Amazon lets you wake up your Echo with Alexa, Echo or Amazon. Yet, most of the people I know with an Echo use Alexa. Personifying the assistant might also make it easier for some people to understand what exactly the role is it has in their life. The hope for all the companies experimenting with digital assistants is for their assistant to become your primary agent, if not your one and only. Giving it a name allows for it to change shape and form like a genie in a bottle — one moment being in your home speaker, the next in your phone, the next in your car helping you with different tasks throughout the day. If the digital assistant is very successful, you might even forget who is powering it. Alexa might indeed become bigger than Amazon.
It seems to me Google’s approach wants to make sure that, whatever I do, whatever I use, and whoever I use as a medium, especially on a non-Google product or service, I am very clear Google is the one making it possible. Soon after introducing Google Home, a new messaging app called Allo was presented and Google assistant was embedded into that as well. This approach is perfectly fine. At the end of the day, if the Google Home video played at Google i/o becomes reality, who would not want Google to run their life?
Yet, while I entrust my life to Google, I am still very aware it is a corporation I am dealing with. Building an emotional connection would be much harder. After the initial Echo set up, my eight-year-old daughter asked Alexa to play a song and, as soon as the song started, she said excitedly, “Oh mom! She is awesome! Can we keep her, please?” I very much doubt Amazon would get that level of bonding. Humanizing our assistant however, creates expectations on how naturally we can interact with it. Expectations that, at this stage of the technology, are probably going to be unmet more often than not.
Going with linking the assistant to the company name, like Google or Amazon, increases the risk of having any negativity around the company impact the relationship between user and agent.

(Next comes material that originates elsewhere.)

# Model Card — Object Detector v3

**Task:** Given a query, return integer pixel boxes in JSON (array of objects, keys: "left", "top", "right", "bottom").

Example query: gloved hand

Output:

Think about the Google antitrust investigation as an example. I would also argue that, while Google consumers are accustomed to relying on it for questions in the form of search, other vendors do not have such an advantage. For most consumers, Amazon is mostly associated with the brown box that shows up at my front door with what I ordered; Apple is about hardware and Microsoft is mostly relegated to my PC and work life.
Are most digital assistants female because of sexism or user preference?
Once the decision of humanizing your digital assistant has been made, there comes the even more difficult task of deciding on which sex said assistant should have. Thus far, it is clear that most lean to making their assistant female. Even in cases where the name is not explicitly female and the default voice is different in different markets, like in the case of Siri, (male is the default voice in the UK), general consensus tends to refer to it as female.
Why is that?
Some women link this to the fact assistants in the real world are predominantly female. Others link it to the fact that tech is still a very male-dominated industry and most women have supporting roles at best.
30 mins in to the #GoogleIO2016 keynote and no women yet. Not even The Assistant is a woman (thank God). hahahaha
— Shara Tibken (@sharatibken) May 18, 2016
Some argue it is easier to find a female voice than a male voice most people will like. Maybe I am naïve or just a wishful thinker but looking more broadly at old GPS devices to automated call prompts, I found that those voices tend to be more female than male helping back up this theory.
Ultimately, I am convinced that diversity will come to digital agents in the same way it came to emojis. Well, hopefully it will come faster. Nothing will deepen that bond with our personal agent than a voice with an accent, a vocabulary, and a gender I can personally relate to.